The Book Club

Spinning the Company, Not Just Consumers

Dear Jack,

Ever so gently, and with the proviso that I knew Roland Marchand and gave Creating the Corporate Soul a cover blurb,  I’d like to take issue with your contention that “we already understand that corporations exist to earn profits for their stockholders.” 

Marchand’s book breaks new ground, I believe, in grappling with an issue not even understood well by contemporary corporate executives and marketing-communications specialists: that all organizations consist of competing, even warring, factions; and that the first job of the corporate image creator is not to seduce that mythical beast “the consumer,” but to provide a unifying idea around which these various constituencies can rally. Or, as Marchand himself writes, PR specialists must “constantly renegotiat[e] their position along a series of increasingly fuzzy boundaries within business itself.”

I can’t tell you how important this is–or how true. Our whole, negative conception of “spin doctors,” whether in the business or political realm, derives from our perception that they are trying to manipulate us into believing or acting against our better interests. Naturally, we rebel against this, just as we recoil from the notion, implicit within, that we, “the public,” are just sheep, easily led to that slaughter.

But if you spend quality time inside organizations where things are going awry (as I did–plug alert–for my last book, Where the Suckers Moon: An Advertising Story), you discover that winning the fealty of these warring internal constituencies is a prerequisite to success. For how can you hope to proselytize among the heathen if you yourself are not a true believer? While I agree the book is too long and too detailed (a consequence, perhaps, of Marchand’s untimely death last year), I think it’s a worthy adjunct to such seminal works of communications theory as Jim Carey’s Communication as Culture, in which Carey posits that groups communicate not to extend their dominion over additional territory (the traditional view) but for ritualistic purposes, to maintain the group through time.

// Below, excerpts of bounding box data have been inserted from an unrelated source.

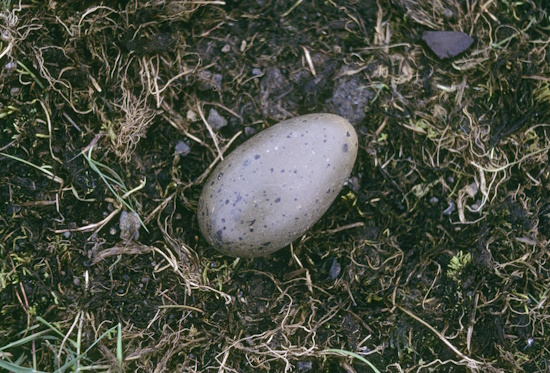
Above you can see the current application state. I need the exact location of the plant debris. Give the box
[0,0,550,373]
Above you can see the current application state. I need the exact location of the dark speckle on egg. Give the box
[197,114,358,257]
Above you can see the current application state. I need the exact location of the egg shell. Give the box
[197,114,358,258]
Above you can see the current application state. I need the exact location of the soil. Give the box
[0,0,550,372]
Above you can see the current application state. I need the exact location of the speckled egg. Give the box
[197,114,358,258]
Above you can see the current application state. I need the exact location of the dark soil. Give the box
[0,0,550,372]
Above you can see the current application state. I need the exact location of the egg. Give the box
[197,114,358,258]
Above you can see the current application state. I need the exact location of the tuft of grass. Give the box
[0,312,123,373]
[82,146,149,232]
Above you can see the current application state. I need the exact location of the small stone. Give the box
[179,141,191,157]
[329,258,342,280]
[422,31,474,59]
[119,211,141,241]
[207,108,231,131]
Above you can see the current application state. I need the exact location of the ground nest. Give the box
[0,0,550,372]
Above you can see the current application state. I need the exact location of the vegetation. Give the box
[0,0,550,372]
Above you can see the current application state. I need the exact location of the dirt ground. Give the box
[0,0,550,372]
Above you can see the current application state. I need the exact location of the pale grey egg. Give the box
[197,114,358,258]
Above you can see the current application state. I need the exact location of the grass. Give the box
[0,0,550,373]
[0,312,123,373]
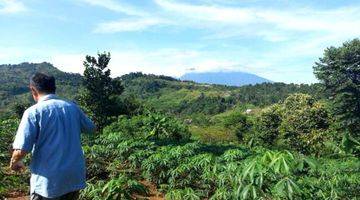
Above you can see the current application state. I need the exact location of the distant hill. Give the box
[0,62,322,116]
[0,62,82,115]
[180,72,272,86]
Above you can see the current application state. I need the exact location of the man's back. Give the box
[13,95,94,198]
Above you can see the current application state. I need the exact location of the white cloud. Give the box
[94,18,165,33]
[50,49,246,77]
[0,0,26,14]
[80,0,147,16]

So I really appreciated Marchand for putting fact behind this theory, and for resurrecting such great characters from earlier in this century as business evangelist and advertising pioneer Bruce Barton, who resolutely believed that “institutions have souls, just as men and nations have souls.” 

If I have a complaint, it’s that Marchand focuses too intently on internal corporate dynamics, and pays scant attention to the intellectual backdrop against which this history was taking place. After all, grand sociopolitical developments–and the rise of “spin” in the 20th Century certainly fits in that category–need three things: nervous buyers, like General Motors and U.S. Steel, wary of government regulation and worried about public support; avid salesmen, such as Barton or the grand hucksters of PR, Ivy Lee and Edward L. Bernays; and intellectual legitimacy.

That’s why I think the best of the recent crop of “spin” books is Stuart Ewen’s P.R.: A Social History of Spin (another work, I’m compelled to point out, whose cover  bears the imprint of my rolling log). Among other things, Ewen reminds us that modern PR and modern journalism, like Moslems and Jews, spring from the same father: Walter Lippmann. Which may be why journalists are so nasty toward, frightened about and ignorant of the realities of “spin.”

I didn’t see the Outpost.com commercial, but I’m far from dazzled. It’s easy to do a shock-ad that’ll induce one-time trial. Tell me if there’s an advertisement that made you switch from Crest back to Colgate. Or made you believe that Budweiser was anything but swill. Or persuaded you that Archer-Daniels-Midland really is the “supermarket to the world,” and not just an avaricious beneficiary of government welfare. Then I’ll be impressed.